Getting inside an organisation
Social engineering techniques are fast becoming one of the most popular ways for cyber criminals to ‘get inside’ an organisation. New threats are continually being developed and cyber security awareness training has got to keep up.
In our previous blog we looked at some of the popular techniques used by hackers to gain access to sensitive business information. They play on human emotion, reasoning and error rather than using technical skills to attack the business. But, are people always the weakest link in the security chain?

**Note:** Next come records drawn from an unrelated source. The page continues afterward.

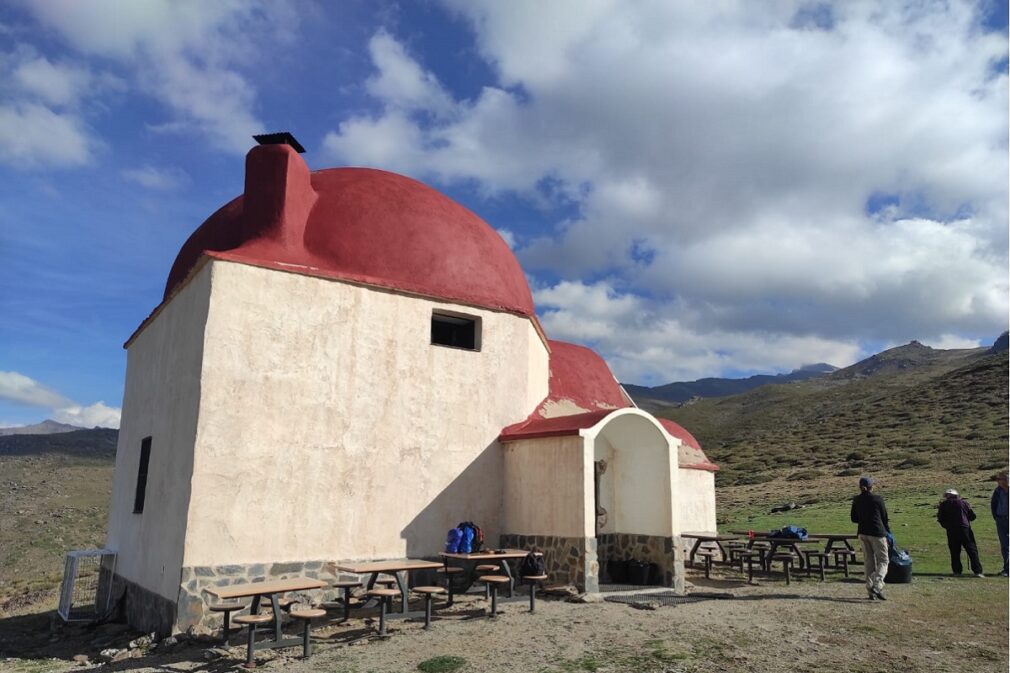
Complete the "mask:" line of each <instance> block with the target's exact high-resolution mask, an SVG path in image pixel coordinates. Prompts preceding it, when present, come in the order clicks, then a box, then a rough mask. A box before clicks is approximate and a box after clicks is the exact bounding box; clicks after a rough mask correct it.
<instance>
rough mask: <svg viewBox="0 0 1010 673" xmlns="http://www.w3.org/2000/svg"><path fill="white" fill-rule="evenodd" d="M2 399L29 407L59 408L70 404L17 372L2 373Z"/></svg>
mask: <svg viewBox="0 0 1010 673" xmlns="http://www.w3.org/2000/svg"><path fill="white" fill-rule="evenodd" d="M0 399H3V400H7V401H8V402H14V403H15V404H25V405H27V406H49V407H57V406H63V405H65V404H69V403H70V400H69V399H67V398H66V397H64V396H63V395H61V394H60V393H58V392H56V391H55V390H51V389H49V388H46V387H45V386H43V385H42V384H40V383H39V382H38V381H35V380H34V379H32V378H30V377H27V376H25V375H23V374H18V373H17V372H0Z"/></svg>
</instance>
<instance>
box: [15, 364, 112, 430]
mask: <svg viewBox="0 0 1010 673" xmlns="http://www.w3.org/2000/svg"><path fill="white" fill-rule="evenodd" d="M0 400H6V401H8V402H14V403H15V404H23V405H26V406H37V407H43V408H48V409H51V414H52V417H53V419H54V420H57V421H59V422H62V423H70V424H71V425H80V426H82V427H94V426H96V425H98V426H101V427H119V416H120V414H121V412H122V409H120V408H118V407H112V406H107V405H106V404H105V402H101V401H100V402H95V403H94V404H91V405H84V404H79V403H77V402H75V401H73V400H71V399H69V398H68V397H66V396H64V395H61V394H60V393H58V392H56V391H55V390H53V389H51V388H47V387H45V386H43V385H42V384H41V383H39V382H38V381H35V380H34V379H32V378H30V377H28V376H25V375H24V374H20V373H18V372H0ZM17 424H19V425H20V424H23V423H17Z"/></svg>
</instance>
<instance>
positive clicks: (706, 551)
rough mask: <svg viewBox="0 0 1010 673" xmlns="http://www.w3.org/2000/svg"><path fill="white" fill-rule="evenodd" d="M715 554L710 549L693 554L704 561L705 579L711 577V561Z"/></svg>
mask: <svg viewBox="0 0 1010 673" xmlns="http://www.w3.org/2000/svg"><path fill="white" fill-rule="evenodd" d="M715 554H716V552H715V550H712V549H703V550H700V551H699V552H697V553H696V554H695V556H700V557H701V558H702V559H704V560H705V579H709V578H710V577H711V575H712V559H713V558H714V557H715Z"/></svg>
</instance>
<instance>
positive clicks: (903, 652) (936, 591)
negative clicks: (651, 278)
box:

Having untrained employees in the workplace is a risk to cyber security. The rise in these types of attacks shows how important awareness training is, and reinforces the need for businesses to create a culture of cyber security in the workplace. Effective and memorable cyber security training focuses on real world examples and situations that employees can relate to, rather than endless PowerPoint slides. Help your employees understand why they are an attractive target for cyber attackers and how to detect suspicious activity.
Training needs to be carried out regularly, especially as new threats arise. Employees can also be tested on their knowledge as well as being sent fake phishing emails etc in order to test the success of the awareness training.
Following a security standard such as ISO27001 for information security also provides businesses with a system that has cyber security at its core, as well as policies and procedures to follow to ensure that the standard is being followed.
Cyber security 101
Every business needs a cyber security strategy and awareness training scheme that is regularly updated. This should create a culture of cyber security in the workplace that makes employees intuitive and hyper-aware of any potential threats to security.
Even the most simple measures will help to protect online security:
Continuous training – Keep employees up-to-date with all the latest security threats and how to react in certain situations.
Review process – Review existing processes, procedures and controls in the business often. Also ensure that incident management and reporting systems are always tested. User accounts, privileges and permissions should also be regularly monitored.
Multi-Factor authentication – Using multi-factor authentication means that the additional steps of security makes it so much more difficult for a hacker to break into online accounts. Use VPNs, SMS based authentication, app-based authentication, biometrics or YubiKeys for accessing sensitive company data.
Emails and attachments – All businesses should have strict policies which state that links and attachments received in emails should not be clicked on or opened. Anything that looks suspicious should be treated with caution. Awareness training should prepare employees for cross-checking and confirming news with other people if they were to receive a spear phishing email.
Passwords – We’ve all been told a thousand times, but password management really is a necessity when it comes to online security. Don’t use default passwords and use strong and secure passwords or a password manager.
Firewalls – Use a firewall to block any unauthorised access to computers or networks.
Anti-virus & system updates – Anti-virus software should be running constantly and reports should be taken to ensure that computers or equipment in use are not a threat. Always ensure that patches and updates are made to all computers.
Every business should create a culture of cybersecurity. The best line of defence against social engineering attacks is user education and layers of defence that detect and respond to attacks.